Key to applying the strategy to crypto assets, which typically caps the upside and limits the downside of the underlying investments, is access to and the liquidity of options.
So far, the breakout leaders from the dozen spot bitcoin ETFs that launched on Jan. 11 include the iShares Bitcoin Trust ETF (IBIT) now at $4.7 billion and the Fidelity Wise Origin Bitcoin ETF (FBTC) up to $3.8 billion.
Then there’s the $22.9 billion Greystone Bitcoin Trust (GBTC), which was converted from a futures-based ETF into a spot bitcoin fund.
Donnelly believes the size and volume of some of the largest spot bitcoin ETFs will be sufficient to produce a viable options market on those ETFs by midyear. That would open the door for SpiderRock to start offering option overlay strategies for advisors with clients that have direct crypto ownership positions.
“When a client has crypto somewhere, an advisor can take some risk off the table without triggering a tax bill,” Donnelly said.
While the universe of crypto investors might be large and diverse, Donnelly admits the collar strategy that caps upside and limits downside will not appeal to all crypto investors.
“People who like the volatility are trading it; not investing in it,” he said. “A hedge is probably not appropriate for them.”
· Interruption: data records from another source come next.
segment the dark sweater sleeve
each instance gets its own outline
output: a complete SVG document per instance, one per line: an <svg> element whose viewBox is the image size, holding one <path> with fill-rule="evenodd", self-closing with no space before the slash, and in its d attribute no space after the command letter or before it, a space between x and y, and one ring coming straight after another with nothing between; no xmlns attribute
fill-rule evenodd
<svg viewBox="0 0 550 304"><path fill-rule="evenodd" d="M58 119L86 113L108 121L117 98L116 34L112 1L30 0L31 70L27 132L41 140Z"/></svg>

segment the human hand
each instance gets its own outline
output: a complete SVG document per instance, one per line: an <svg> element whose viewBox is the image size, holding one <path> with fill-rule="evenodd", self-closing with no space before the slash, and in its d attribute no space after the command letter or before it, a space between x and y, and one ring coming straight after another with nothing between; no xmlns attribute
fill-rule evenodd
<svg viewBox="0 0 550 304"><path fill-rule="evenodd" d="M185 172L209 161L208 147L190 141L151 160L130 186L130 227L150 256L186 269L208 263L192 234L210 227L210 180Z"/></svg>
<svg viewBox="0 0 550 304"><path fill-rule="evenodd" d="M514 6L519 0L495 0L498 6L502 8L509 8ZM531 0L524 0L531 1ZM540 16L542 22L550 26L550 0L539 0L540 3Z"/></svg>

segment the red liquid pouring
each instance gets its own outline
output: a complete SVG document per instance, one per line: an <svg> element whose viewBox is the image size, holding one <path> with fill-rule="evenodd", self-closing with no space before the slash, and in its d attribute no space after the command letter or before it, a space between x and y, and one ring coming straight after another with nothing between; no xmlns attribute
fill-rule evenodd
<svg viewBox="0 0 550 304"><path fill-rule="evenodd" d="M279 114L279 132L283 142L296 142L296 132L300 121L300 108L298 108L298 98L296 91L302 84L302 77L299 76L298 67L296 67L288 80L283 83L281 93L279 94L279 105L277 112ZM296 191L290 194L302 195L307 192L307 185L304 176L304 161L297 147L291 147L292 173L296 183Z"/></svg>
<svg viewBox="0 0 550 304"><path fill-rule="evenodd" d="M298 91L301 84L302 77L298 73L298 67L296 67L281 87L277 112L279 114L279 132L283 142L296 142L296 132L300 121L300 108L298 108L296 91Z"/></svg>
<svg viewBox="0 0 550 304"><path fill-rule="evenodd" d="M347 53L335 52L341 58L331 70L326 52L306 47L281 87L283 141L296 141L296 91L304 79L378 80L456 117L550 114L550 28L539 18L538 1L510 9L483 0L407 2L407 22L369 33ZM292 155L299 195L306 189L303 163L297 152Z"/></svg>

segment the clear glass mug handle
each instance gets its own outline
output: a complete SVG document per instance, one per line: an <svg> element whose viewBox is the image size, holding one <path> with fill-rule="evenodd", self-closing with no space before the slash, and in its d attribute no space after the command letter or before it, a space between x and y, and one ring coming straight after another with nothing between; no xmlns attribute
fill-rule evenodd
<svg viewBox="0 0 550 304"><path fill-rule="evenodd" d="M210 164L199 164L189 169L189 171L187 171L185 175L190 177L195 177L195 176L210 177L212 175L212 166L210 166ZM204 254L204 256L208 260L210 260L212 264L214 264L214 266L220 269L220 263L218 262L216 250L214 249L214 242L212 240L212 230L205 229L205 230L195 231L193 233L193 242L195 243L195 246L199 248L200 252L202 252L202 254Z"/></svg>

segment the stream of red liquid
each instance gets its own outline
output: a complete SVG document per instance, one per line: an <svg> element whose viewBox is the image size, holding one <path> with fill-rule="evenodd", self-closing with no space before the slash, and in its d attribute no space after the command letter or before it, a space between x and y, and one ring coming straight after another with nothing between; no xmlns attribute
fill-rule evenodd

However, for those crypto investors that might want to protect some gains or take some profits, Donnelly said this is an opportunity for financial advisors to offer a unique service and bring those crypto accounts into portfolios on which fees are charged.
Donnelly said SpiderRock typically charges 50 basis points annually for the overlay strategy, and that financial advisors often tack on their own fees.
“This is an existing strategy here, we’re just doing it with a different ticker symbol,” he said. “We haven’t done it yet because we need time to make sure there’s suitable option liquidity on one or more the newly minted ETFs.”